Review: QuarkXPress 7 beta
- Article 5 of 9
- Computer Arts, March 2006
Will the latest Quark be enough to stop InDesign defections?
Quark is the company every print designer loves to hate. Irregular software updates with minimal new features, ridiculous prices, customer service and support reps that seem to have malicious personality disorders: the list goes on. But with InDesign now a valid alternative to QuarkXPress, Quark is cleaning up its act.
QuarkXPress 7, still in beta, has a list of new features as long as your arm, designed to make you pause for thought before completing your InDesign escape tunnel. Most of them are the kind of minutiae and interface tweaks you'd expect from a product that's been around for over a decade and aren't very exciting. While the majority help with everyday productivity, others actually hinder.
Nevertheless, there are some genuinely big standout features worth having. Being able to have more than one user working on the same document is going to be a godsend for many publishers, even if the implementation is a little cumbersome. It might even be the single best reason for sticking with XPress. Built-in drop shadows, transparencies, alpha channel support and JDF workflows for job management are very welcome and a whole lot better than InDesign's equivalents, even if they could be more intuitive.
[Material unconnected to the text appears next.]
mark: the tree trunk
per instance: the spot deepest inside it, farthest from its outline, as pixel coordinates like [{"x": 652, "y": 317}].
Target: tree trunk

There's also plenty of catch-up being played, with some decent OpenType support finally making the cut and taking Quark's typography features way above InDesign's surprisingly poor implementations.
While it doesn't quite have the Creative Suite integration of InDesign, the new features won't quite complete your wish list and performance is poor on G4s, QuarkXPress is once again the game in town that everyone has to beat. Don't jump ship just yet.